I have a workstation with 3 gpus. Whenever I run a model on the device other than gpu:0 (say gpu:1), the model still allocates some additional memories on gpu:0 (from my observation, it varies between 600M to 900M, which seems depend on the model I am training). I call it additional memories because when I run the same model on the gpu:0, this size of the memories won’t be allocated.
The model can run, but the problem is a little annoying. Does anyone knows what’s going on here.
Initialization depends on gpu’s model, some need more some less.
I don’t get it. If the memory is used for intialization, the memory should be release as soon as the initialization process complete, right? Or, I should manually release the memory by some hack?
It’s something that CUDA needs to work. It is not like a 1st step which is realeased rather than loading packages do make that specific GPU to work.
As I aforementioned it depends on the model but that behavior is okay.
Alright, it seems like a wired behavior for me, because the model don’t need the memory at all after initiallization. Is there any API I can use to manually release the memory?
It’s not a pytorch issue rather than nvidia’s. I don’t think they would waste memory since it’s a widely stable and developed librabry but your question is out of my knowledge. @ptrblck may help you as he is from nvidia I think.
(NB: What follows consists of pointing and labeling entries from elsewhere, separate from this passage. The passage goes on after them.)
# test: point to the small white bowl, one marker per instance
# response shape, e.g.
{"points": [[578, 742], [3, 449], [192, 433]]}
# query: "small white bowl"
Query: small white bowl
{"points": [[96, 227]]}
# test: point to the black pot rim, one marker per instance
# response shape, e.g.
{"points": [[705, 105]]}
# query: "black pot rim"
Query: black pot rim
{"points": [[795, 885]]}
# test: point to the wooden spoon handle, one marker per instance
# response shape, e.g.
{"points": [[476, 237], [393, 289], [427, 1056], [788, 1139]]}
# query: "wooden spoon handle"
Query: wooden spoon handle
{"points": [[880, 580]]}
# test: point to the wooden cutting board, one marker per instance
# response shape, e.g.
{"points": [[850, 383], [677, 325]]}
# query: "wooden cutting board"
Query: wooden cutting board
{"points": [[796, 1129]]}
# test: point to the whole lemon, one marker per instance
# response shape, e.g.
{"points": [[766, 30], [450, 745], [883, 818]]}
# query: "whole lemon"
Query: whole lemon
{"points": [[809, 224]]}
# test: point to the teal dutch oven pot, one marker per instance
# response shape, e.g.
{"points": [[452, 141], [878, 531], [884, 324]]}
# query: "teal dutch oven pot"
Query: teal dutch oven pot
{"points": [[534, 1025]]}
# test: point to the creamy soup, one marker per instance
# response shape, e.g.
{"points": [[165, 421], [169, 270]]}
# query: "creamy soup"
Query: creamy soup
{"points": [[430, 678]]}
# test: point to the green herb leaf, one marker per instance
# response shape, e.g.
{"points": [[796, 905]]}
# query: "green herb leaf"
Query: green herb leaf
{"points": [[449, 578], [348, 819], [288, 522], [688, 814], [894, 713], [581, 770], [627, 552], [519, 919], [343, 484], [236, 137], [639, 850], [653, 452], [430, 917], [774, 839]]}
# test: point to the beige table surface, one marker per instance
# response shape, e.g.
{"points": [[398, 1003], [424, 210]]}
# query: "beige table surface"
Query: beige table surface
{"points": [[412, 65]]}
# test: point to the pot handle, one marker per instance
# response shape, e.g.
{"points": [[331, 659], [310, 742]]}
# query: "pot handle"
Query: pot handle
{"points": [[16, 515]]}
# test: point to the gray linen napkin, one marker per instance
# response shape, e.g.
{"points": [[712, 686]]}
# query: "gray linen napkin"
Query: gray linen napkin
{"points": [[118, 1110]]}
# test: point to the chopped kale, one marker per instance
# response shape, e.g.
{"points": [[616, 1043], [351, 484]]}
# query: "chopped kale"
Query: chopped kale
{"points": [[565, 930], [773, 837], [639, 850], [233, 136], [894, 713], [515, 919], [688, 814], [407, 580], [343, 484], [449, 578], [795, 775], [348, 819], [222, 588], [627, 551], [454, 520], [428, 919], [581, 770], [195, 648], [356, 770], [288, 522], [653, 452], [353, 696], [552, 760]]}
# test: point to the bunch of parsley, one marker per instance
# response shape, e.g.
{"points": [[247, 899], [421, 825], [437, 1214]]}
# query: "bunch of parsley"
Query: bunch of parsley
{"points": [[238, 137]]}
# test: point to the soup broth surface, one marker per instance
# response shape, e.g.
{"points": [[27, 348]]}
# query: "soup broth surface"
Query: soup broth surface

Thanks! I think maybe I should not be too worry about it.
It’s okay Being curious is an excellent way to learn, if you discover it write me back!
Based on the size, the CUDA context seems to be initialized on GPU0 (and I thought we got rid of this, but cannot find the issue on GitHub).
Anyway, if you only want to use a specific device, you execute your script via
CUDA_VISIBLE_DEVICES=1,2 python script.py
to mask all other devices.
Note that internally in your script, the GPUs will be remapped starting at index0.